The Tool’s Internal Features

The internal exchanger.py features:

  • Python2/Python3 compatibility
  • NTLM and Basic authentication, including Pass-The-Hash attack
  • TLS SNI support
  • Full Unicode compliance
  • RPC over HTTP v2 implementation tested on 20+ targets
  • RPC Fragmentation and RPC over HTTP v2 Flow control
  • MS-OXABREF implementation
  • MS-NSPI/MS-OXNSPI implementation
  • Complete OXNSPI/NSPI/MAPI fields database
  • Optimized NDR parser to work with large-sized RPC results

The tool doesn’t support usage of the Autodiscover service, since during many penetration tests, this service was blocked or it was almost impossible to guess an email to get its output.

When Basic is forced or Microsoft TMG is covering the Exchange, the tool will not be able to get the RPC Server name from NTLMSSP, or this name will not work. If this happens, manually request the RPC Server name via Autodiscover or find it in HTTP headers, in sources of OWA login form, or in mail headers of emails from the server and set it in -rpc-hostname flag:

Examples of setting -rpc-hostname flag

If you are not sure in what hostname the tool is getting from NTLMSSP, use -debug flag to show this information and other useful debugging output.

The Tool’s Limitations

The tool was developed with support for any Exchange configuration and was tested in all such cases.
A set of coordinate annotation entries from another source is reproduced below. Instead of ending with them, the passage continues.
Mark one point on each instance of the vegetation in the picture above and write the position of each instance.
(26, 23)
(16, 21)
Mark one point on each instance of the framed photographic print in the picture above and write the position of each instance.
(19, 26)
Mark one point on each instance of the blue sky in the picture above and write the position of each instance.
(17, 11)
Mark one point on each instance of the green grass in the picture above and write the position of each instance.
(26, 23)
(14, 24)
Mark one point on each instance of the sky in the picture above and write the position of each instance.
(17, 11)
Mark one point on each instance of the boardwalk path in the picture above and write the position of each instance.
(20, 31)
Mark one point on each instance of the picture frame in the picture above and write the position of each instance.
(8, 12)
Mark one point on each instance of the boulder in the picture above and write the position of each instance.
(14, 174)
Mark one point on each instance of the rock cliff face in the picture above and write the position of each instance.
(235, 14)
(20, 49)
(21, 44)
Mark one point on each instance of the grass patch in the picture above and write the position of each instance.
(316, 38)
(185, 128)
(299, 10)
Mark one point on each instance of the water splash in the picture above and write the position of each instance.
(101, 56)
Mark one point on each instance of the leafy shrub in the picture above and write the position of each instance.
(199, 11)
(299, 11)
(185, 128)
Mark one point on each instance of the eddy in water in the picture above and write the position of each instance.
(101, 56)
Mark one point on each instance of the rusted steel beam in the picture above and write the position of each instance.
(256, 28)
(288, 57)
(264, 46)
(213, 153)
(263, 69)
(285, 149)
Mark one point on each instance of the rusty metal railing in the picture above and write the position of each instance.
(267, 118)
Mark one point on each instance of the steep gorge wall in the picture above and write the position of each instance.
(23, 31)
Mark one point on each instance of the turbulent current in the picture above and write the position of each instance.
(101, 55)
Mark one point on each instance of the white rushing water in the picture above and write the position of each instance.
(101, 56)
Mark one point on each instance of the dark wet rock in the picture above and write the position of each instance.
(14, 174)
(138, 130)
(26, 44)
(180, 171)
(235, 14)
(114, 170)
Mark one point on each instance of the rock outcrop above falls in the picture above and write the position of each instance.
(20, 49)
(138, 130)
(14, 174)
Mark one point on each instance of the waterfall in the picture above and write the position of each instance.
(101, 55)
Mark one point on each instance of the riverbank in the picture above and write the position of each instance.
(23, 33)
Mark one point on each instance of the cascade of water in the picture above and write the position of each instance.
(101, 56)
However, there are two issues that can occur:

Issue with Multi-Tenant Configurations

When Exchange uses multiple Active Directory domains, the dnt-lookup attack may crash a Domain Controller.

Probably no one has ever used all the features of MS-NSPI, especially on Global Catalog Domain Controllers, and the ntdsai.dll library may throw some unhandled exceptions which result in lsass.exe termination and a reboot. We were unable to consistently reproduce this behavior.

The list-tables, dump-tables and guid-known attacks are safe and work fine with Exchange Multi-Tenant Configurations.

Issue with Nginx

If MS Exchange is running behind an nginx server that was not specially configured for Exchange, the nginx will buffer data in RPC IN/OUT Channels and release them by 4k/8k size blocks. This will break our tool and MS Outlook as well.

We’d probably can develop a workaround for this by expanding RPC traffic with unnecessary data.

Getting The Tool

The exchanger.py tool is available in our fork of Impacket: https://github.com/ptswarm/impacket

Commands for getting started:

git clone https://github.com/ptswarm/impacket
mv impacket/impacket impacket/examples
python3 impacket/examples/exchanger.py

The latest versions of rpcmap.py and rpcdump.py are also available in this repository.

It would be great to see this in Impacket, as with the assistance of its community it will be easier to maintain the tools and add new capabilities to them. I hope we’ll see an offline OAB unpacker and MS-OXCRPC and MAPI implementation with at least Ruler functions in exchanger.py.

Mitigations

We recommend that all our clients use client certificates or a VPN to provide remote access to employees. No Exchange, or other domain services should be available directly from the Internet.